- Education: Brooks Institute of Photography
- Occupation: Special effects supervisor
- Years active: 1978–present
- Known for: Star Trek: The Next Generation, Voyager and Enterprise
- Awards: 5 Emmy Awards

= Ronald B. Moore =

American visual effects producer

Ronald B. Moore is an American visual effects producer and five-time Emmy award winner. Moore was the visual effects supervisor on Star Trek spin-off series Star Trek: The Next Generation, Star Trek: Voyager and Star Trek: Enterprise. He was involved with such films as Ghostbusters and Birdman.

He is not to be confused with Ronald D. Moore, one of his co-workers who served as a scriptwriter on Star Trek: The Next Generation.

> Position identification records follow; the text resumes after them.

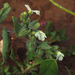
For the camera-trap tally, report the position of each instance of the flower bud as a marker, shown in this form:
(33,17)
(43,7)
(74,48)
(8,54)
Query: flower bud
(59,56)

==Early life and military career==
While he attended junior and high school, Moore acted as the school's photographer. After school, he joined the United States Navy as a photographer. When he left the service, he attended the Brooks Institute of Photography and earned a Bachelor's degree in photographic arts with a major in motion picture production.

==Special effects career==
Moore began working in the film industry in 1978, and for a period worked at Boss Film Studios under Richard Edlund. While there, he worked on films such as Ghostbusters and 2010 as well as a variety of television series. He joined the team on Star Trek: The Next Generation working on the pilot episode, "Encounter at Farpoint". Industrial Light & Magic had produced a series of shots of the new Enterprise, with the intention that these would be used throughout the series. Moore was familiar with ILM's techniques and when he interviewed for the position he was shown the raw non-composited footage. He later said because he understood the "mess", he was hired to fix it and this resulted in 18 years of continuous employment on the franchise.

His initial role was to organise the main titles, and then afterwards he became the visual effects coordinator. He was then promoted to visual effects supervisor, and to complete the work he split the special effects section into two teams who would work on alternating episodes. Moore also worked on two video games in the franchise, Star Trek: Klingon and Star Trek: Borg. Moore adopted the use of his middle initial to differentiate himself from writer Ronald D. Moore, who also worked on the series. However, he is still sometimes confused by fans with the other Moore and on occasion signs as him rather than point out the mistake.

He continued to work on the series through the seven seasons, and on the first feature film, Star Trek Generations as supervisor of visual effects. He then joined the team on Star Trek: Voyager, and when that series finished, switched to Star Trek: Enterprise. He appeared on screen as Commander Ronald Moore of the USS Pegasus in the finale of Enterprise, "These Are the Voyages...". Outside of Star Trek, he has worked on a variety of other projects including the visual effects on the music video for the Michael Jackson single Black or White, and the Alejandro González Iñárritu film Birdman. Moore also formed OMR Productions, alongside Dan Curry, a special effects colleague from his time on the Star Trek series.

===Awards and nominations===
Moore won five Emmy Awards for his work on Star Trek, as well as 11 nominations.